Holland-Kaye attributed the limits to understaffed ground handling operations at the airport.
“It’s having a huge financial impact on airlines,” Al Baker said of the Heathrow cap, as well as those at other airports around Europe. To be fair, it’s not just a Heathrow issue, Amsterdam and Frankfurt have also restricted capacity to ease operational issues this summer. Staffing issues have impacted airline operations in Australia, Canada, and the U.S. as well.
Qatar Airways reduced capacity at Heathrow by 30-40 percent following the introduction the cap, Al Baker said. It is achieving that by both capping the number of passengers on flights, as well as pulling down its schedule. He added that the short notice that airlines were given to reduce capacity — they were expected to meet the caps within days of the airport’s notice — into the airport was “very difficult.”
That short notice period could also trigger financial penalties for airlines. Under the EU 261 passenger protection guidelines, which were adopted by the UK following Brexit, airlines must reimburse as well as compensate travelers for flights cancelled at the last minute and for lengthy delays.
“If one of our flights doesn’t operate and we break the rules as they are, we’re upwards of paying €600 ($615) to every passenger,” Emirates President Tim Clark said of EU 261 on July 18. The impact on airlines can be “enormous,” he added.
Emirates publicly objected to Heathrow’s capacity restrictions, in a move that resulted in a deal on capacity limits a day later. The airline continues to operate its six daily Dubai-Heathrow flights but has suspended new bookings through mid-August, and is helping support Heathrow with ground staffing with its ground services subsidiary Dnata.

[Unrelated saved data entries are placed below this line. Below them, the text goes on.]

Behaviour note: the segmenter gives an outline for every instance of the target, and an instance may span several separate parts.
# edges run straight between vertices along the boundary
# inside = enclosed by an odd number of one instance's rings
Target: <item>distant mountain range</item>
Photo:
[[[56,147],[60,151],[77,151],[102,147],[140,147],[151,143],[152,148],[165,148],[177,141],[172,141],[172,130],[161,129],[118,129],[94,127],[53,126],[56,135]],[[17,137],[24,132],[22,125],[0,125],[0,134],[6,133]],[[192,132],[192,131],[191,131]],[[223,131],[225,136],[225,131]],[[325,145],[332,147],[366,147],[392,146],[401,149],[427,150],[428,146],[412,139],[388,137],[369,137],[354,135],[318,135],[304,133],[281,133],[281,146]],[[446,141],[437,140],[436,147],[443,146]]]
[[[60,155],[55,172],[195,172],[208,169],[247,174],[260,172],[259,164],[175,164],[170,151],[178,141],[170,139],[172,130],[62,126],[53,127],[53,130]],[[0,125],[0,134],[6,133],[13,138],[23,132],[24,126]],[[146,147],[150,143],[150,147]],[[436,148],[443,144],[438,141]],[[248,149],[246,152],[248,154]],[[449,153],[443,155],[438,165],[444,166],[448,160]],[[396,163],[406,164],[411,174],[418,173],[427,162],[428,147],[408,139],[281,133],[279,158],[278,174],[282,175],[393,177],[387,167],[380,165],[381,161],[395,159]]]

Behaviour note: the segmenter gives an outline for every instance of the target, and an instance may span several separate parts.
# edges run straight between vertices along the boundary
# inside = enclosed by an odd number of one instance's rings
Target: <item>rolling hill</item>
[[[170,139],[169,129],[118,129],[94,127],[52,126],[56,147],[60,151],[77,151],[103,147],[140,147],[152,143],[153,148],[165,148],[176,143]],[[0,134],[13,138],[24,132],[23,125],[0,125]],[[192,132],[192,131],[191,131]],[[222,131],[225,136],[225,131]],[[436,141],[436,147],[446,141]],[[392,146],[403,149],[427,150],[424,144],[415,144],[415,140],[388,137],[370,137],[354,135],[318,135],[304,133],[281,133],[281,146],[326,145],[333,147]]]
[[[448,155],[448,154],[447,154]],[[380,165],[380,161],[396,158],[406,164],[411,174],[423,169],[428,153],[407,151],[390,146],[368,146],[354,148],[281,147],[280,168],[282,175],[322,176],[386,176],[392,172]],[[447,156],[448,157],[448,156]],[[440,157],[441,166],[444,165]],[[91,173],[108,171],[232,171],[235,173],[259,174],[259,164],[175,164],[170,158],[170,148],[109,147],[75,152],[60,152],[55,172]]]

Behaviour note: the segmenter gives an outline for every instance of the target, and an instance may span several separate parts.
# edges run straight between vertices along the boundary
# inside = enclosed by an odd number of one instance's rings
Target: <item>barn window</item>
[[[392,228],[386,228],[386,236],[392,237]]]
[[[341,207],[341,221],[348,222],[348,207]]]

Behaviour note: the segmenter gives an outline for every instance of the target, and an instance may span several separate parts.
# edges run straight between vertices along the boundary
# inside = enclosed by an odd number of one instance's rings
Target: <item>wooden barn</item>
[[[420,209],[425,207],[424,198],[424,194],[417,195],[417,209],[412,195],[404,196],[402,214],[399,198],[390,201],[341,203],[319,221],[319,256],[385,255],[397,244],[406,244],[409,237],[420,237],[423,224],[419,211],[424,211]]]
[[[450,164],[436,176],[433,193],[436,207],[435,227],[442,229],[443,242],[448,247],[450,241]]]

The current situation at Heathrow has Qatar Airways considering expanding its ground handling unit, Qatar Aviation Services, to the UK, Al Baker said. Such a move, however, would not provide relief to the immediate operational disruptions.
Al Baker declined to comment on when the current capacity restrictions and operational issues airlines face in Europe will end. However, he suggested that it could take as long as the hiring process for new staff takes, which can be up to six months in the UK.